A circular dated June 25, 2015 available to Journalists indicated that the apex capital market regulator has directed Okumagba and all other SEC-registered officials of the BGL Group as well as the three companies under the group to appear before the APC on August 4 and 5, 2015. The companies involved are BGL Securities Limited, BGL Capital Limited and BGL Asset Management Limited.
Okumagba and others are expected to respond to several allegations of capital market infractions, including earlier investigations by SEC that indicated the group owed investors about N5.8 billion and had accumulated N11 billion in unpaid matured funds to investors.
SEC insisted that Okumagba, other officials and the BGL Group’s companies “remain suspended from all capital market activities”, in addition to the pending hearing at the APC. “The Securities and Exchange Commission (SEC) received over 40 letters of investor complaints against BGL Group Plc alleging indebtedness to the tune of about N5.8 billion. Investigations were conducted and all-parties meetings were arranged by SEC during which repayment agreements were struck between BGL and some of the affected investors. Unfortunately, BGL continued reneging on promises to restitute investors,” SEC stated in a background report on the suspension and appearance at the APC.
The Commission noted that it had obtained a court order from the Investments and Securities Tribunal (IST) and set up a seven-man Interim Management Team (IMT) for BGL Group as a necessary, well-considered action with the sole objective of protecting investors while a more detailed forensic audit was conducted to determine the financial health of the companies within the BGL Group and the nature and extent of infractions committed by the BGL management.

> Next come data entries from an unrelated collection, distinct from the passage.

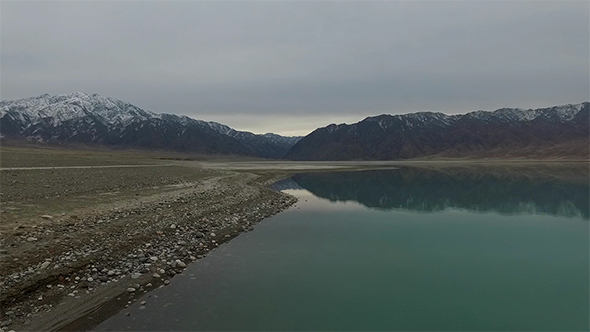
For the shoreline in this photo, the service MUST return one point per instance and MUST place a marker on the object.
(61, 292)
(137, 227)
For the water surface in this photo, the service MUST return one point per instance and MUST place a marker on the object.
(402, 249)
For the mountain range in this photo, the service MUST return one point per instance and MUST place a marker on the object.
(559, 131)
(90, 118)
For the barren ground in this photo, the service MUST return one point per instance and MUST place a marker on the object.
(79, 240)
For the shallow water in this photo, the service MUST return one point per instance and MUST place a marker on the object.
(402, 249)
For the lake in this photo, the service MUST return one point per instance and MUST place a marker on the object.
(403, 249)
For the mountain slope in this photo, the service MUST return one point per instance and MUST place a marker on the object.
(504, 132)
(84, 118)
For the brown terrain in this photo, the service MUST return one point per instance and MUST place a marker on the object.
(83, 233)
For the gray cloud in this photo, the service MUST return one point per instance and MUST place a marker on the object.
(257, 64)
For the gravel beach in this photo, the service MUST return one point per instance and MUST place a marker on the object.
(80, 244)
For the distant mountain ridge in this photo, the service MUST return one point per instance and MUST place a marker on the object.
(90, 118)
(559, 131)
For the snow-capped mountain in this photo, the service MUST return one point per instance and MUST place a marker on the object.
(559, 131)
(84, 118)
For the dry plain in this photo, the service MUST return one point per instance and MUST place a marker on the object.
(85, 231)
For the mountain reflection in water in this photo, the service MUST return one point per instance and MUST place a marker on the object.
(539, 191)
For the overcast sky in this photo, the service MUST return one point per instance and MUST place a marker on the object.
(289, 67)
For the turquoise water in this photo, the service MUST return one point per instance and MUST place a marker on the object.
(394, 250)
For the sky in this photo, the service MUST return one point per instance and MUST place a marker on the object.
(291, 66)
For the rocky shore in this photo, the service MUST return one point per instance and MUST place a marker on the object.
(70, 271)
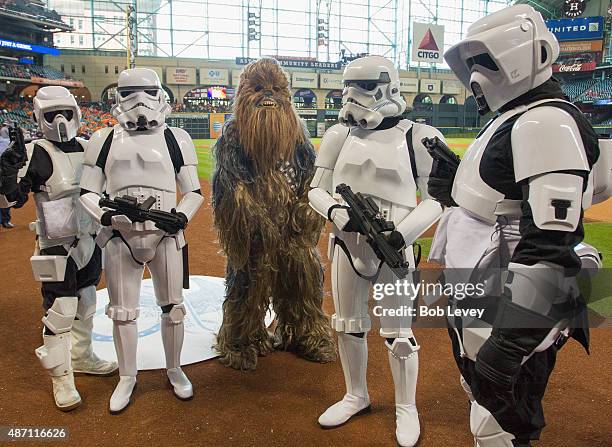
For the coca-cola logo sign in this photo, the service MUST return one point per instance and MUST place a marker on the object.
(584, 66)
(574, 67)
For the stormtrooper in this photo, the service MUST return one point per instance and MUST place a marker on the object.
(516, 202)
(66, 260)
(379, 154)
(141, 157)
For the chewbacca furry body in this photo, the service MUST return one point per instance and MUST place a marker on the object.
(266, 227)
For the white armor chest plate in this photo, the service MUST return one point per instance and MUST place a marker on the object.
(469, 189)
(67, 169)
(139, 165)
(377, 163)
(60, 214)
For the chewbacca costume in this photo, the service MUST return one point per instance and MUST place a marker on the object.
(268, 231)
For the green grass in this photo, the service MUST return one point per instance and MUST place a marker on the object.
(598, 235)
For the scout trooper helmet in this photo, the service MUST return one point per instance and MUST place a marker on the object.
(56, 113)
(140, 102)
(504, 55)
(371, 92)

According to the circular, from the preliminary report of the forensic auditors, it was revealed, among other facts, that indeed BGL Group was in a critical financial state in which the group’s management had progressively eroded its shareholders’ funds through losses sustained over a five-year period totaling about N48 billion as at December 31, 2014.

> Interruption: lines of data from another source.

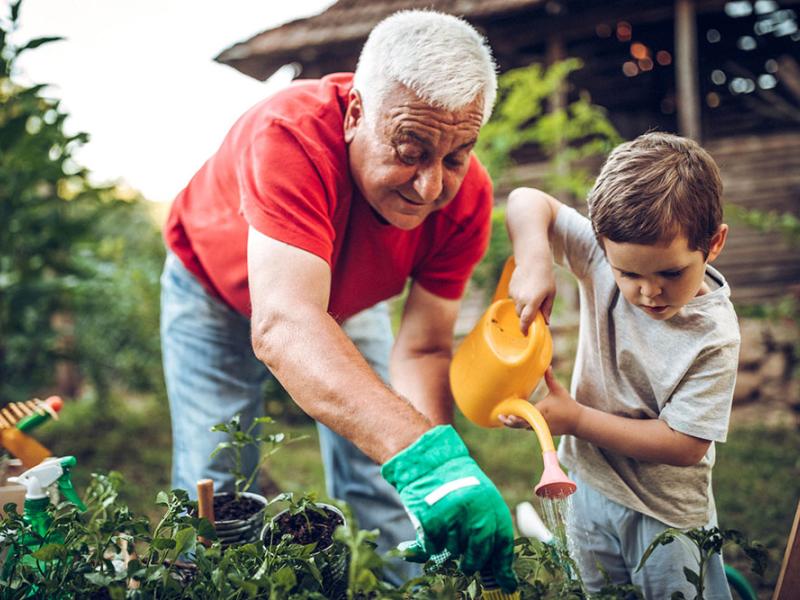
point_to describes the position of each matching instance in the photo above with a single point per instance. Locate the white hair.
(439, 57)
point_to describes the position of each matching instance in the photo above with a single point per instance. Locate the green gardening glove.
(454, 505)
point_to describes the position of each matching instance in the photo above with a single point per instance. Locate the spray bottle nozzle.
(51, 470)
(65, 482)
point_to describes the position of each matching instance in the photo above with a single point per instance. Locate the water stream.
(556, 512)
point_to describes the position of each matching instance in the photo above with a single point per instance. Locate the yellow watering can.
(496, 369)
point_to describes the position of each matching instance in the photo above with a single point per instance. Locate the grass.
(756, 479)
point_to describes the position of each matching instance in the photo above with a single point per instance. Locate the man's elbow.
(263, 336)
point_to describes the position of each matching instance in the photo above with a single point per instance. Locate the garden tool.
(36, 481)
(17, 418)
(496, 369)
(205, 504)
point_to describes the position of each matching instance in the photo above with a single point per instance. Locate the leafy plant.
(567, 136)
(240, 439)
(572, 138)
(706, 542)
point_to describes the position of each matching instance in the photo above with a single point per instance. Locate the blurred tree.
(573, 138)
(78, 265)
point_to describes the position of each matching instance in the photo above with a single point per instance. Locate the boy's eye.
(672, 274)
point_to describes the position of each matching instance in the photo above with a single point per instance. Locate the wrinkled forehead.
(402, 112)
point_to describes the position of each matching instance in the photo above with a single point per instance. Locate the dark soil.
(228, 508)
(321, 530)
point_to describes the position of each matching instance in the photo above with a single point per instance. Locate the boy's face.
(661, 278)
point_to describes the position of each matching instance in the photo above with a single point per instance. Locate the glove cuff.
(432, 449)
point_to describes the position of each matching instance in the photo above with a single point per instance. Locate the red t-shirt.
(283, 169)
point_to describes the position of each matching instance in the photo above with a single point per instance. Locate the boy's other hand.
(558, 408)
(532, 288)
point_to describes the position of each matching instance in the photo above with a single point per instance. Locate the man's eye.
(408, 155)
(454, 162)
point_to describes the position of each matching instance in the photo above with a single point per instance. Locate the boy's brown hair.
(654, 188)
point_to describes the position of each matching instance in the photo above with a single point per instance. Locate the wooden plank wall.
(759, 172)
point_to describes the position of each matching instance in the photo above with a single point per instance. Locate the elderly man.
(322, 201)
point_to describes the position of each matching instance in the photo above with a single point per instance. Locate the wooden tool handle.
(205, 499)
(205, 503)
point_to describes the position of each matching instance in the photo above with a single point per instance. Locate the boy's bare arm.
(650, 440)
(530, 215)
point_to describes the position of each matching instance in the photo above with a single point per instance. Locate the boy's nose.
(650, 290)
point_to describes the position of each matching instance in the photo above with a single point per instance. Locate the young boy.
(657, 354)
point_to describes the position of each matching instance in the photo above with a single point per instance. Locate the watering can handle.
(501, 293)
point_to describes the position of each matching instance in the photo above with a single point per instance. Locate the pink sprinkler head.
(554, 482)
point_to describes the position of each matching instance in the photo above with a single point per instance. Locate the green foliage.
(568, 135)
(571, 137)
(783, 223)
(253, 436)
(78, 265)
(706, 542)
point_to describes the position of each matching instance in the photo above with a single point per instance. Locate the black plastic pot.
(331, 559)
(245, 530)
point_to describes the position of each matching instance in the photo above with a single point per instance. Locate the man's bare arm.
(312, 357)
(420, 361)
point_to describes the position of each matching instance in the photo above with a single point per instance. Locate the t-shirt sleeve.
(701, 404)
(283, 194)
(447, 271)
(574, 244)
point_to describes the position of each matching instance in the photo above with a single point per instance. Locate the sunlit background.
(140, 77)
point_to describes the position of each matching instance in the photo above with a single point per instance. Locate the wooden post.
(556, 52)
(686, 78)
(789, 579)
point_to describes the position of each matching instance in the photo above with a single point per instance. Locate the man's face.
(409, 158)
(661, 278)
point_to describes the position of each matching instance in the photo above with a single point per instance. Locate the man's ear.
(717, 242)
(353, 116)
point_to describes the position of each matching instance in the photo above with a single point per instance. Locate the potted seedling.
(239, 515)
(312, 524)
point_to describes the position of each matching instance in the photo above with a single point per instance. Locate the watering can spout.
(496, 369)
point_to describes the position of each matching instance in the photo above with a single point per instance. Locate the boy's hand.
(558, 408)
(533, 288)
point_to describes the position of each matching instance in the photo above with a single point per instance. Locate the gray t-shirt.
(681, 370)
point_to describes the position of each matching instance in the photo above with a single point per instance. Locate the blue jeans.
(212, 374)
(606, 534)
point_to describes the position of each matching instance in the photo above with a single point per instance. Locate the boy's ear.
(717, 242)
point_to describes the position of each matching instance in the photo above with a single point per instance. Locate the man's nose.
(428, 182)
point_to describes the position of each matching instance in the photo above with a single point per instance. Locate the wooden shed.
(725, 73)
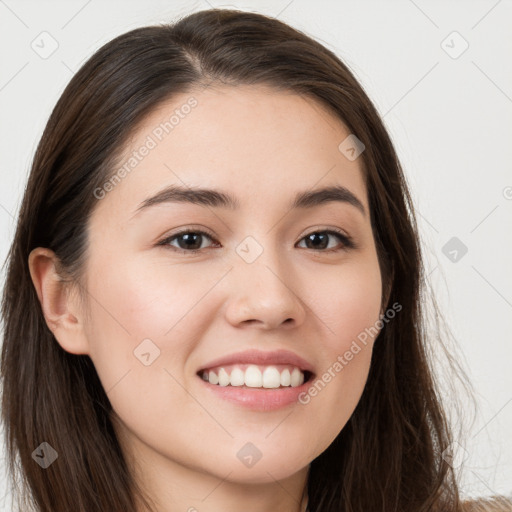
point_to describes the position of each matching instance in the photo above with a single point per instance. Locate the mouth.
(257, 380)
(252, 376)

Also, the investigations uncovered that billions of naira in investors’ funds were put at extreme risk through questionable investments by the BGL management in some illiquid, unlisted companies’ securities; one of which has been declared bankrupt. It was also discovered that the BGL Group has significant liquidity challenges making it unable to meet its responsibilities towards clients and investors as evidenced by over N11 billion in unpaid matured funds to investors. SEC noted that while the Interim Management Team (IMT) and the forensic auditors were conducting formal investigations, BGL obtained a Federal High Court order asking the IMT to vacate BGL premises. In obedience of the court order, SEC complied with the ruling despite an existing order from the IST.
In addition, BGL got another Federal High Court order mandating SEC to reverse the suspension. This ruling was given without putting the other parties on notice (exparte). SEC pointed out that since the exparte order has since lapsed, given the provision of the Federal High Court rules regarding all interim injunctions obtained exparte, the suspension of Okumagba, other officials and the BGL’ companies remain in force and they will be further investigated at the APC.